For that, you should use the recent PwC survey data, which indicates that 25 percent of all employees, and 33 percent of Millennial employees, are distracted by their finances at work. Among those distracted, 43 percent say they spend three hours or more at work each week dealing with issues related to their personal finances.

For the sake of simplicity, let’s assume I have 100 employees, and their average wage is $26 per hour. Using the statistics above, that means I am likely to have 25 financially stressed workers; among them, 11 are distracted at work for at least 3 hours per week. Over a 46-week work year, those 3 hours add up to 138 hours; that means lost productivity costs me $3,588 per distracted worker, per year. My grand total is $39,468 per year – a conservative estimate, given the fact that my most stressed workers might be spending more than 3 hours each week distracted by finances.

Stress and healthcare costs – absenteeism

Healthcare costs have become a major concern for employees, and these concerns have impacted their work and their health. According to the PwC survey, a large majority of employees (about 78 percent) believe healthcare costs will rise over the next several years. With the potential for changes to current healthcare laws still looming, a significant percentage (54 percent of those feeling stressed financially and 34 percent of those not reporting stress) say they are most concerned about A) their ability to save for future healthcare expenses, and B) how the rising cost of health care impacts their ability to save for retirement.

In addition, more than a third (35 percent) of those reporting financial stress say their health has been impacted by their financial worries. Absenteeism spurred by financial stress adds to the productivity calculations in the previous section. It’s worth noting that, whatever the direct costs of employee absenteeism – that is, in terms of the hourly rate expended for time employees are absent – a number of hard-to-measure indirect costs will also accrue, such as lost opportunities, missed deadlines, and overtime increases for those who might need to fill the gaps.

Stress and engagement – turnover

Financial stress may also influence employee engagement. PwC’s comparative data indicates that employees’ loyalty, morale, and appreciation for their salary and benefits, as well as efforts to recruit and retain talent, may be linked to workers’ overall sense of financial wellness.

Among the data to consider:

Loyalty: 50 percent of employees who report financial stress are less likely to think their employer cares about their financial well-being. That’s important because a whopping 76 percent say they’re more likely to be attracted to an employer who does care.

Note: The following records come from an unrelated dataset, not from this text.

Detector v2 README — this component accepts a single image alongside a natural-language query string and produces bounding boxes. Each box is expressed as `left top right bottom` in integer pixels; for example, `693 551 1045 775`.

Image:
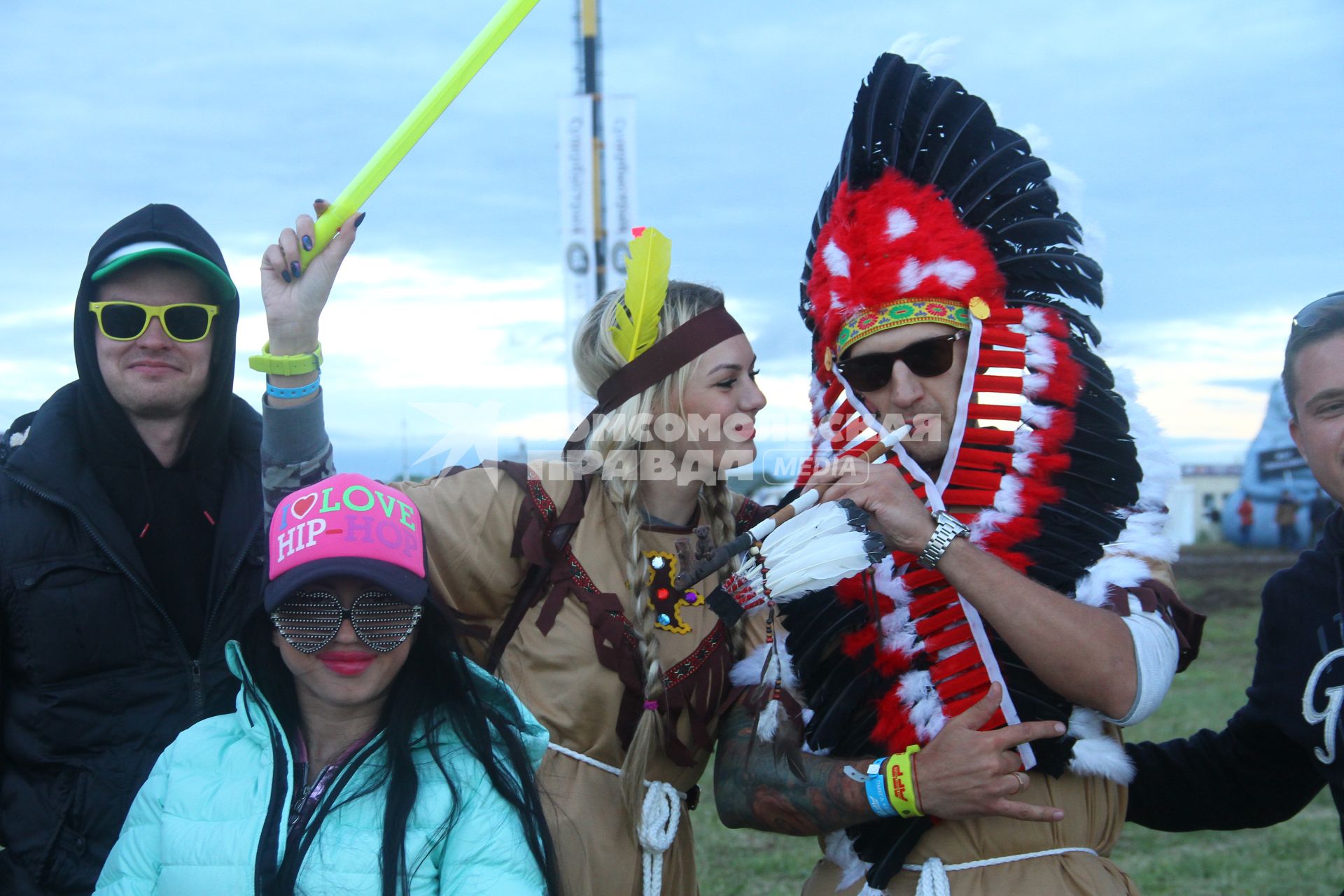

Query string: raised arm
815 463 1138 719
260 202 363 516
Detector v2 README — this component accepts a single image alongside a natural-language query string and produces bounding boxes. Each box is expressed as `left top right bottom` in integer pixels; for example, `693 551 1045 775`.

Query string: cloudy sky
0 0 1344 474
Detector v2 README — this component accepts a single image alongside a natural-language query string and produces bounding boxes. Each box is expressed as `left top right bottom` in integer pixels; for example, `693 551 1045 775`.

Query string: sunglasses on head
837 330 966 392
1293 293 1344 336
89 302 219 342
270 589 422 653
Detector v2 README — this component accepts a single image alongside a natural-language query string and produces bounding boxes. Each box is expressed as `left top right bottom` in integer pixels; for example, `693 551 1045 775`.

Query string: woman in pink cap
97 474 559 896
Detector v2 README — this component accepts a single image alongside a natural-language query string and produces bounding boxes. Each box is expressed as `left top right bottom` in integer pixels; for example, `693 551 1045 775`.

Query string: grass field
695 551 1344 896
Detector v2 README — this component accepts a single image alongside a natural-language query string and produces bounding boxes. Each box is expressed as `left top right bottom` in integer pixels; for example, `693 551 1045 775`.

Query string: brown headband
564 305 742 454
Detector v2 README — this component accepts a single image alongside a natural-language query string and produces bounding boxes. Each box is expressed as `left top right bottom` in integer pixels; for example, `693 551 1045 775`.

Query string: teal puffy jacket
95 640 548 896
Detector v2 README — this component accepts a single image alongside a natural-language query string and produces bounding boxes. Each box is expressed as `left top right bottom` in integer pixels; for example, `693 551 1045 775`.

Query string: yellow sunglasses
89 302 219 342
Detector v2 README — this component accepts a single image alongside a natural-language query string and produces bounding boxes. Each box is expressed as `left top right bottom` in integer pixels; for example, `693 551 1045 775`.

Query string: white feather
824 829 872 893
1027 333 1058 373
1012 428 1040 454
995 475 1021 517
1068 706 1134 785
888 31 961 75
821 239 849 281
881 607 918 655
1074 554 1153 607
757 699 783 743
738 503 875 603
1021 305 1050 333
729 639 798 693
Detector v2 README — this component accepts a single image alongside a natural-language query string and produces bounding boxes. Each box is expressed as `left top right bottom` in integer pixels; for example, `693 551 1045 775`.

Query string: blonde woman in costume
260 216 764 896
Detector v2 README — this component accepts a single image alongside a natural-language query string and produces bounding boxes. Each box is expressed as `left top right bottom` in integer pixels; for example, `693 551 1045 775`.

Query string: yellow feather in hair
612 227 672 361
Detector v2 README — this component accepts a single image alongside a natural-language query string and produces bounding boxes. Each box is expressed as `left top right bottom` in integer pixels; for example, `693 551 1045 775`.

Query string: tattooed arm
714 703 878 837
714 684 1065 837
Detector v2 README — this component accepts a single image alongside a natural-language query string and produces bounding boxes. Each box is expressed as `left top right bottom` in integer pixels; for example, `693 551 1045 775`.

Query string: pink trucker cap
263 473 428 612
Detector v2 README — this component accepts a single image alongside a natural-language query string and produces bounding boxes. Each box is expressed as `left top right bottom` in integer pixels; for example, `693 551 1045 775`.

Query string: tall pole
580 0 606 301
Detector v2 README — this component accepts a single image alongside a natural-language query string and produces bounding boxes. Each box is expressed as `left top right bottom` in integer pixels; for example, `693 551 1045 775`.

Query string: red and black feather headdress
782 55 1161 888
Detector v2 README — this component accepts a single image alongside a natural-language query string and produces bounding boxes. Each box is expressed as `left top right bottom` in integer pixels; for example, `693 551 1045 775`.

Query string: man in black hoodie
0 206 265 896
1126 293 1344 886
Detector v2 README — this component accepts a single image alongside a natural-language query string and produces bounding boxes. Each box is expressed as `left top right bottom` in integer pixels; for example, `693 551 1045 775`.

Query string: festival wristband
266 376 323 398
882 744 923 818
247 340 323 376
863 759 897 818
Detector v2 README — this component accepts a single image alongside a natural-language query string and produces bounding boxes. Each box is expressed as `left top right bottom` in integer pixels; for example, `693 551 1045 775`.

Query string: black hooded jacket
1126 510 1344 884
0 206 265 896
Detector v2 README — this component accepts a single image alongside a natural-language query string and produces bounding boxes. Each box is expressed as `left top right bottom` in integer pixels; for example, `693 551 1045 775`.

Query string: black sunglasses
1289 293 1344 339
270 591 421 653
839 330 966 392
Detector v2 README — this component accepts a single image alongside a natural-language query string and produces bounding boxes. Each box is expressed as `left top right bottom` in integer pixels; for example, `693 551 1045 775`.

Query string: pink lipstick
317 650 375 676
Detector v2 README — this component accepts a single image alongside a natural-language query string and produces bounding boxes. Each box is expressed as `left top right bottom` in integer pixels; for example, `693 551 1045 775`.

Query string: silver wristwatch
916 510 970 570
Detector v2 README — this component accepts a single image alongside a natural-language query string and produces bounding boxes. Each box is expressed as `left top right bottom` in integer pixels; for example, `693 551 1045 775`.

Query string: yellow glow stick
300 0 540 267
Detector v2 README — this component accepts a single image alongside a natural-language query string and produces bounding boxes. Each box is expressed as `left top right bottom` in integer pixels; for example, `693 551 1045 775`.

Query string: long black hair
242 599 561 896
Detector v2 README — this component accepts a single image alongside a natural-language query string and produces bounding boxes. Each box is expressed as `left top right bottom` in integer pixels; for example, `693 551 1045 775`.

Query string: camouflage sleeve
260 391 336 520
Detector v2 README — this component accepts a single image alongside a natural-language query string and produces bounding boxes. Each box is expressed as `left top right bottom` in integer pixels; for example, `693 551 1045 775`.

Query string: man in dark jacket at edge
0 206 265 896
1126 293 1344 892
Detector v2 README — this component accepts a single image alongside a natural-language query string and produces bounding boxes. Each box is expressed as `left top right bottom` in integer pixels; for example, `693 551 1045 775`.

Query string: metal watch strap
916 510 970 570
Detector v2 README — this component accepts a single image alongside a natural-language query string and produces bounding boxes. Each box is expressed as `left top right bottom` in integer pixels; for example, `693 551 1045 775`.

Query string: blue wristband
266 376 323 398
863 759 897 818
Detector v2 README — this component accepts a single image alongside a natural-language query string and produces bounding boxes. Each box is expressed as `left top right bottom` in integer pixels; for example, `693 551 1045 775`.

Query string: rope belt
546 743 687 896
902 846 1097 896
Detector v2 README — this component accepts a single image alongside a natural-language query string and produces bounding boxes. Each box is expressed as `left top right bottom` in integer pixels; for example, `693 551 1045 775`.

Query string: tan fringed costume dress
398 465 764 896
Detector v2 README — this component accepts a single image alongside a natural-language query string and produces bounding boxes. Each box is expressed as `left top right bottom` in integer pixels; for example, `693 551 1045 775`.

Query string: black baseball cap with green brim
90 241 238 302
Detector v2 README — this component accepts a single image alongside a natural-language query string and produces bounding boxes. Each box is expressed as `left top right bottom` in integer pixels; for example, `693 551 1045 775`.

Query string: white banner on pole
602 97 643 281
561 94 596 424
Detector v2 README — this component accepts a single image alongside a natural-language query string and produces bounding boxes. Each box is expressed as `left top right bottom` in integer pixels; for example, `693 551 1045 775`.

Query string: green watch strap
247 340 323 376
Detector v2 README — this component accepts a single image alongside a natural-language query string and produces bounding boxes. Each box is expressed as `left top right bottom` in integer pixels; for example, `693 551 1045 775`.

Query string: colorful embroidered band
836 298 976 355
564 305 742 454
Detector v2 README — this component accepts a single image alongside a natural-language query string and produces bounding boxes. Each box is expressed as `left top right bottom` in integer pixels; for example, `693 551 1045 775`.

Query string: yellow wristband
247 340 323 376
882 744 923 818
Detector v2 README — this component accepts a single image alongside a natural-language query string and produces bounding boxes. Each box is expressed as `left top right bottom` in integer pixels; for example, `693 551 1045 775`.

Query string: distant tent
1223 380 1317 547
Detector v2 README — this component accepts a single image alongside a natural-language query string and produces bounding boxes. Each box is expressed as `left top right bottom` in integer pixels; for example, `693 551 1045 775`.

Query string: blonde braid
700 479 745 659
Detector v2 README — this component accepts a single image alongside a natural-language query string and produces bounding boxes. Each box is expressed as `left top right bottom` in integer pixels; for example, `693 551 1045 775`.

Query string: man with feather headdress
716 55 1200 893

Morale and appreciation: Employees who report financial stress are more than twice as likely than their non-stressed colleagues (58 percent to 28 percent) to report feeling their compensation is not keeping up with their living expenses. Stressed employees are also less likely to believe their employer benefit plans are competitive with other organizations (at a rate of 60 percent, compared to 67 percent of non-stressed employees).

Recruitment competitiveness: Those reporting financial stress are not as likely to be proud to work for their employer (72 percent versus 77 percent) and less likely to recommend their employer as a great place to work (66 percent versus 72 percent). Because many of the best employees come from referrals made by your current employee base, this means recruitment can also take a hit.

Retention efforts: “Happiness” with the job is documented to be lower among the financially stressed, leading them to jump around for pay (often without weighing the value of competing benefits packages).

You can estimate the cost of stress-related turnover by figuring that the average cost of replacing anyone amounts to 40 percent of their total salary value (that is, wages plus FICA plus the value of employer-offered benefits), and considering the number of employees who might leave you for financial reasons.